Los componentes básicos de la vida compleja podrían ser mucho más antiguos de lo que la ciencia pensaba. Un grupo internacional de investigadores demostró que algunos genes presentes en organismos unicelulares aún conservan funciones esenciales. Incluso pueden actuar dentro de células de mamíferos modernos.
El descubrimiento apareció en la revista científica Nature Communications. Los expertos consideran que el trabajo ofrece una nueva explicación sobre el origen de los animales. Además, podría impulsar nuevas terapias para regenerar tejidos y órganos.
Un experimento con genes muy antiguos
Los investigadores estudiaron a los coanoflagelados.

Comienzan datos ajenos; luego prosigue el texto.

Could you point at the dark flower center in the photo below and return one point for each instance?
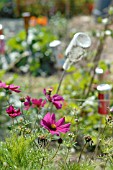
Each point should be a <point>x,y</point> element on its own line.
<point>53,126</point>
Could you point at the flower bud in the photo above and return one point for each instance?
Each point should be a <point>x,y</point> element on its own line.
<point>60,140</point>
<point>87,139</point>
<point>22,99</point>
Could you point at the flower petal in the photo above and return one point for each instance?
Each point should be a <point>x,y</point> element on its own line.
<point>60,122</point>
<point>64,128</point>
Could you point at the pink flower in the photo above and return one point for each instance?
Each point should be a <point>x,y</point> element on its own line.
<point>13,112</point>
<point>27,103</point>
<point>38,103</point>
<point>49,123</point>
<point>2,85</point>
<point>55,99</point>
<point>11,87</point>
<point>14,88</point>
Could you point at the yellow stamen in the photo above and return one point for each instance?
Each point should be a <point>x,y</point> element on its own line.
<point>53,126</point>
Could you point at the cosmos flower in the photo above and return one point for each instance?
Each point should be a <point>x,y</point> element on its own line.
<point>49,123</point>
<point>11,87</point>
<point>38,103</point>
<point>27,103</point>
<point>13,112</point>
<point>14,88</point>
<point>55,99</point>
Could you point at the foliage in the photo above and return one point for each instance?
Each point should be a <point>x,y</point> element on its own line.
<point>36,55</point>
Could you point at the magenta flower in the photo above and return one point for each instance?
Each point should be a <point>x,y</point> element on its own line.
<point>11,87</point>
<point>55,99</point>
<point>13,112</point>
<point>38,103</point>
<point>49,123</point>
<point>14,88</point>
<point>2,85</point>
<point>27,103</point>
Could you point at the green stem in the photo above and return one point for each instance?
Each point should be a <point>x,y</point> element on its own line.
<point>63,74</point>
<point>55,153</point>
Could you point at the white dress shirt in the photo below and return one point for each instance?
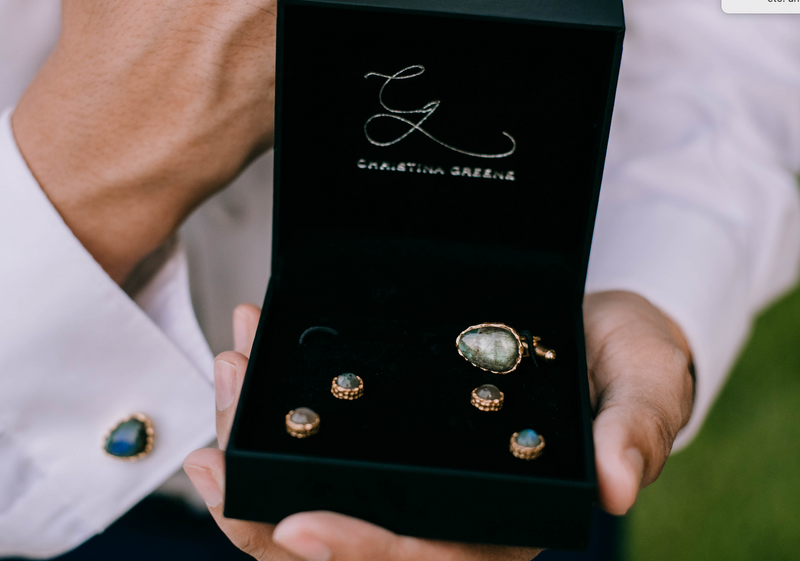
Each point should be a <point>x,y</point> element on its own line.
<point>699,213</point>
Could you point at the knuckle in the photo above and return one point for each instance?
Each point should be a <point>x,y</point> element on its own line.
<point>250,545</point>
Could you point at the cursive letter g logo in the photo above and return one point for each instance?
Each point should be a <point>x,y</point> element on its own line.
<point>426,111</point>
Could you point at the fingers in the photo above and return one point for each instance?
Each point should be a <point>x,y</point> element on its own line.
<point>327,536</point>
<point>642,389</point>
<point>206,469</point>
<point>230,367</point>
<point>245,323</point>
<point>229,370</point>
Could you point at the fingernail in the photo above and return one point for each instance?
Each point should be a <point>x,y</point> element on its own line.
<point>635,463</point>
<point>205,483</point>
<point>304,546</point>
<point>224,383</point>
<point>239,332</point>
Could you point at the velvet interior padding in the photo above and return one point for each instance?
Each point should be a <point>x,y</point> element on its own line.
<point>399,262</point>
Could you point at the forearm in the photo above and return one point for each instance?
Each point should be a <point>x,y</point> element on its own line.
<point>127,137</point>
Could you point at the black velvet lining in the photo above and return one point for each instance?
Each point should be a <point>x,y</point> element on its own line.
<point>400,263</point>
<point>416,408</point>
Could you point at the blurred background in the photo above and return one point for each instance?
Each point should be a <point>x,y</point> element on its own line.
<point>734,493</point>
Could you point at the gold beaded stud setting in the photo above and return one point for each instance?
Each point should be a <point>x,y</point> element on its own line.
<point>487,398</point>
<point>347,386</point>
<point>526,444</point>
<point>302,422</point>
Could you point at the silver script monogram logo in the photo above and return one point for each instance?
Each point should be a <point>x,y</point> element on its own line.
<point>426,111</point>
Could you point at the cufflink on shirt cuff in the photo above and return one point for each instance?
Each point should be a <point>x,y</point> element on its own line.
<point>131,439</point>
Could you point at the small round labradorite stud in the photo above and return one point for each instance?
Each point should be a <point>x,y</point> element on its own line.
<point>527,444</point>
<point>347,386</point>
<point>302,422</point>
<point>487,398</point>
<point>131,439</point>
<point>497,348</point>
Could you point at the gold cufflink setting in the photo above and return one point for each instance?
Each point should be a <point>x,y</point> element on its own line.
<point>131,439</point>
<point>492,347</point>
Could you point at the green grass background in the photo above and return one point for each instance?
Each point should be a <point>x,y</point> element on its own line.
<point>734,493</point>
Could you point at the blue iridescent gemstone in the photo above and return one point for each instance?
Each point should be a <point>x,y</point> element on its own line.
<point>127,439</point>
<point>528,438</point>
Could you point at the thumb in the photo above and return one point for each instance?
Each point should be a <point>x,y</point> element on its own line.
<point>206,469</point>
<point>326,536</point>
<point>640,415</point>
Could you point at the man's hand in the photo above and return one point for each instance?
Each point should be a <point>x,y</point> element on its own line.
<point>641,390</point>
<point>313,536</point>
<point>143,110</point>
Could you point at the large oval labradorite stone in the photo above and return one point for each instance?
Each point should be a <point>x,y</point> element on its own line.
<point>348,381</point>
<point>492,348</point>
<point>528,438</point>
<point>128,439</point>
<point>304,416</point>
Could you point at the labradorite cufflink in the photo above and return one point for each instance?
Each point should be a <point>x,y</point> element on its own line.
<point>131,439</point>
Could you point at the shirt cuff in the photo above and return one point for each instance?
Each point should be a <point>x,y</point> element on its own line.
<point>78,355</point>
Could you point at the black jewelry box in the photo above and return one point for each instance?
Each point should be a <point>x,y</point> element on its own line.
<point>437,165</point>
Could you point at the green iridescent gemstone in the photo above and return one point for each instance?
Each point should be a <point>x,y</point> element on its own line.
<point>493,348</point>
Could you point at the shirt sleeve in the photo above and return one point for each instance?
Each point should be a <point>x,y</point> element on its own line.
<point>77,355</point>
<point>699,209</point>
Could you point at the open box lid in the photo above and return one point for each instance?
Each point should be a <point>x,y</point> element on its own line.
<point>426,159</point>
<point>438,165</point>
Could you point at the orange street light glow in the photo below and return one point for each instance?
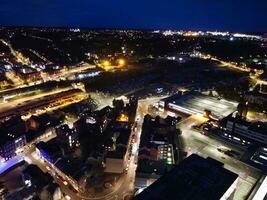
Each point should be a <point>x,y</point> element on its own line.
<point>121,62</point>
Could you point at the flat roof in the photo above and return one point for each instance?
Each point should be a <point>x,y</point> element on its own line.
<point>197,103</point>
<point>195,178</point>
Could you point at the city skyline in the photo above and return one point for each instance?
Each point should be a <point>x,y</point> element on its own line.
<point>238,16</point>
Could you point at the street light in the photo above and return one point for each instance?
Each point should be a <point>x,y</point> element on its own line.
<point>121,62</point>
<point>106,63</point>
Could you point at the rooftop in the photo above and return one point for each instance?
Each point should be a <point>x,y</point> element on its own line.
<point>197,103</point>
<point>202,179</point>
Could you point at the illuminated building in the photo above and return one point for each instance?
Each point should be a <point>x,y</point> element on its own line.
<point>12,134</point>
<point>156,155</point>
<point>10,143</point>
<point>252,131</point>
<point>123,117</point>
<point>67,135</point>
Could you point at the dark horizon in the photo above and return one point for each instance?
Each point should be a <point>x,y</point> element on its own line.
<point>238,16</point>
<point>124,29</point>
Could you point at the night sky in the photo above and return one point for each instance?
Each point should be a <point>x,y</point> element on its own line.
<point>230,15</point>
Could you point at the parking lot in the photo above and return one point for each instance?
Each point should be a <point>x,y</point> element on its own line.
<point>193,141</point>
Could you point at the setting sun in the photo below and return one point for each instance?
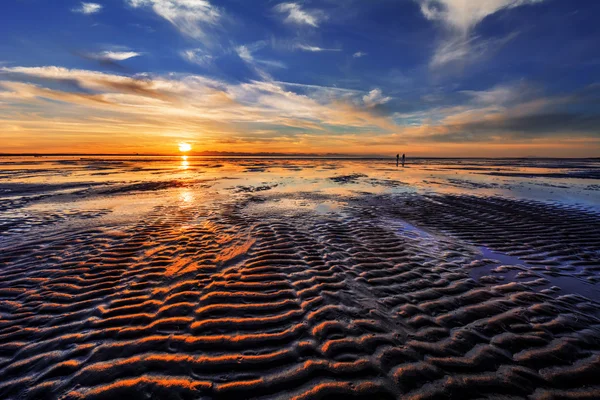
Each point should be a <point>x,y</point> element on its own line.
<point>185,147</point>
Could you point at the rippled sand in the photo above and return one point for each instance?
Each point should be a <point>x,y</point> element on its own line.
<point>269,278</point>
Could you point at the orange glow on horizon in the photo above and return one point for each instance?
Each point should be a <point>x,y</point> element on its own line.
<point>185,147</point>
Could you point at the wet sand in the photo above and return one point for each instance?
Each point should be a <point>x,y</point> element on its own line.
<point>269,278</point>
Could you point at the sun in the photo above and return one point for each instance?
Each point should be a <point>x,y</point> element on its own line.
<point>185,147</point>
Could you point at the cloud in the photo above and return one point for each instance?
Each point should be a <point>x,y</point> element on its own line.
<point>246,53</point>
<point>295,14</point>
<point>114,55</point>
<point>148,111</point>
<point>191,17</point>
<point>197,56</point>
<point>375,98</point>
<point>459,18</point>
<point>315,49</point>
<point>189,100</point>
<point>88,8</point>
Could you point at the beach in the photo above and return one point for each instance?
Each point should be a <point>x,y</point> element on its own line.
<point>280,278</point>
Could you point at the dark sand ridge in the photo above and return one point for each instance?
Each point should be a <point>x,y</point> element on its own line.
<point>223,301</point>
<point>242,291</point>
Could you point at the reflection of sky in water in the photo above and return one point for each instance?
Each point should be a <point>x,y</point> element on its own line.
<point>306,175</point>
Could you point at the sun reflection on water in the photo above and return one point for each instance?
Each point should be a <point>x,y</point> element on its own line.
<point>185,164</point>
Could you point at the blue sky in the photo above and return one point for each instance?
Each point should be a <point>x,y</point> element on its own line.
<point>436,77</point>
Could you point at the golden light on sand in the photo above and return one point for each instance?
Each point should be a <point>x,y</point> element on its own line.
<point>185,147</point>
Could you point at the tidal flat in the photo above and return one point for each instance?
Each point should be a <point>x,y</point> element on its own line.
<point>279,278</point>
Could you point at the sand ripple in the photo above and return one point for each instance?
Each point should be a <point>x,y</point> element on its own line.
<point>214,301</point>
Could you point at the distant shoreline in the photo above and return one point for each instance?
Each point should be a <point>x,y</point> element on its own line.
<point>283,155</point>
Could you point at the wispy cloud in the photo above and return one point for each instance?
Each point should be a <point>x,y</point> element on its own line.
<point>314,49</point>
<point>190,17</point>
<point>146,110</point>
<point>293,13</point>
<point>197,56</point>
<point>114,55</point>
<point>375,98</point>
<point>150,105</point>
<point>246,53</point>
<point>88,8</point>
<point>459,18</point>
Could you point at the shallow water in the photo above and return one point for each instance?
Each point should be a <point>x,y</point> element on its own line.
<point>155,277</point>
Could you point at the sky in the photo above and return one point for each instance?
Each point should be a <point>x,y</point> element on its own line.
<point>445,78</point>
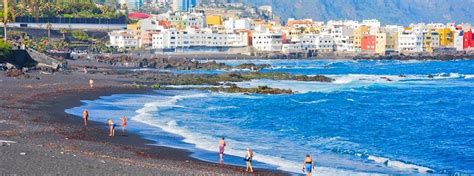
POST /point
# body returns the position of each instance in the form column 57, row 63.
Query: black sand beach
column 39, row 138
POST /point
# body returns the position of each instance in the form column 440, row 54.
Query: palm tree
column 48, row 26
column 63, row 31
column 5, row 18
column 7, row 10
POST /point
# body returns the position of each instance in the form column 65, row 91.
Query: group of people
column 248, row 155
column 308, row 164
column 110, row 123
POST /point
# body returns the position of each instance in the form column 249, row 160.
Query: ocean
column 377, row 117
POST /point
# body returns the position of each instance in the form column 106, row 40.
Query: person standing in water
column 222, row 145
column 111, row 127
column 85, row 117
column 248, row 160
column 124, row 124
column 308, row 165
column 91, row 83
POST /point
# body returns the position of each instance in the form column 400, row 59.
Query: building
column 325, row 43
column 446, row 37
column 134, row 4
column 459, row 40
column 183, row 5
column 358, row 34
column 343, row 37
column 468, row 40
column 124, row 39
column 430, row 41
column 267, row 41
column 173, row 38
column 380, row 42
column 239, row 24
column 368, row 44
column 410, row 41
column 213, row 20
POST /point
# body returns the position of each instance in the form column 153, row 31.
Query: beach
column 39, row 138
column 356, row 117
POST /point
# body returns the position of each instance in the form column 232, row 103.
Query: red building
column 367, row 44
column 468, row 39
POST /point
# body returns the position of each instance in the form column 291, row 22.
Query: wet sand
column 50, row 142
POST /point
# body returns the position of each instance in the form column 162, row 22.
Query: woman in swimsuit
column 111, row 127
column 308, row 165
column 222, row 145
column 85, row 117
column 248, row 160
column 124, row 124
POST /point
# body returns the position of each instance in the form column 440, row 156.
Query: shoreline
column 45, row 127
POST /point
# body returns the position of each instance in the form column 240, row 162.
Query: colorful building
column 358, row 34
column 468, row 40
column 446, row 37
column 213, row 20
column 431, row 40
column 380, row 42
column 368, row 44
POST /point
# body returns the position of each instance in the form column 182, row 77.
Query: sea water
column 376, row 117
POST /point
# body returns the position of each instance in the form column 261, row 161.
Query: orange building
column 368, row 44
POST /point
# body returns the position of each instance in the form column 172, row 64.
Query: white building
column 343, row 37
column 410, row 41
column 149, row 25
column 239, row 24
column 459, row 40
column 267, row 41
column 126, row 39
column 325, row 43
column 372, row 23
column 172, row 38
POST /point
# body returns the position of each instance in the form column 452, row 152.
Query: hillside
column 387, row 11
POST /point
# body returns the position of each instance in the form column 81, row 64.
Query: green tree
column 5, row 48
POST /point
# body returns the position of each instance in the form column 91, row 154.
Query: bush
column 5, row 48
column 79, row 35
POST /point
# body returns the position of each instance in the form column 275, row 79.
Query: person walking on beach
column 248, row 160
column 111, row 127
column 308, row 165
column 85, row 117
column 222, row 145
column 91, row 83
column 124, row 124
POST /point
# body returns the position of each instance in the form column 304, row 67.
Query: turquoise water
column 396, row 117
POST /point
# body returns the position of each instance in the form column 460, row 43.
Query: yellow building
column 380, row 42
column 430, row 40
column 213, row 20
column 391, row 41
column 445, row 37
column 132, row 26
column 358, row 33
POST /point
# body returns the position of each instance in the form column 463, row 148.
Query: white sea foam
column 349, row 82
column 205, row 142
column 310, row 102
column 468, row 76
column 400, row 165
column 221, row 107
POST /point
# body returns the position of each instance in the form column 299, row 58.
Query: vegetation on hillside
column 5, row 48
column 66, row 8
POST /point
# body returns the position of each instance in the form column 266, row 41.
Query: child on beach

Estos microorganismos unicelulares son los parientes vivos más cercanos de los animales.
Durante el análisis encontraron versiones primitivas de los genes Sox y POU. Hasta hace poco, muchos científicos pensaban que estas familias de genes solo existían en animales complejos.
Para comprobar su función, el equipo sustituyó el gen Sox2 de células de ratón por una versión ancestral obtenida de coanoflagelados.
El resultado sorprendió a los investigadores. Las células recuperaron la capacidad de convertirse en células madre pluripotentes inducidas. Este tipo de células puede transformarse en casi cualquier tejido del cuerpo.
Los genes también funcionaron en embriones
Después del primer experimento, los científicos implantaron esas células en embriones de ratón.
El procedimiento permitió obtener una quimera. Es decir, un organismo formado por células con distinto origen genético.
Los animales nacieron con rasgos visibles que confirmaron el éxito del experimento. Algunos presentaron parches de pelaje negro y ojos oscuros. Esas características mostraron que las células modificadas participaron en el desarrollo del organismo.
Un hallazgo que cambia la historia de la evolución
Los autores concluyeron que las herramientas genéticas necesarias para crear organismos complejos aparecieron mucho antes que los primeros animales.
Alex de Mendoza, uno de los responsables del estudio, explicó que el experimento demuestra una continuidad biológica de casi mil millones de años.
El investigador señaló que los coanoflagelados no poseen células madre ni tejidos. Sin embargo, conservan genes que probablemente controlaban procesos celulares básicos. Con el paso del tiempo, la evolución reutilizó esas herramientas para formar organismos multicelulares.
Posibles beneficios para la medicina
El hallazgo también puede beneficiar a la medicina regenerativa.
Comprender cómo funcionan estos genes antiguos ayudará a mejorar las técnicas para obtener células madre en laboratorio. Ese conocimiento podría facilitar el desarrollo de nuevos tratamientos para reparar órganos y tejidos dañados.
Ralf Jauch, coautor del estudio, afirmó que conocer el origen de estas herramientas genéticas permitirá perfeccionar los mecanismos que controlan la pluripotencia celular.
Los investigadores consideran que este trabajo abre una nueva etapa para estudiar la evolución de la vida. También ofrece información valiosa para futuras investigaciones en biología, genética y medicina.
Fuentes: Estudio publicado en Nature Communications. Información complementada con reportes periodísticos de National Geographic España.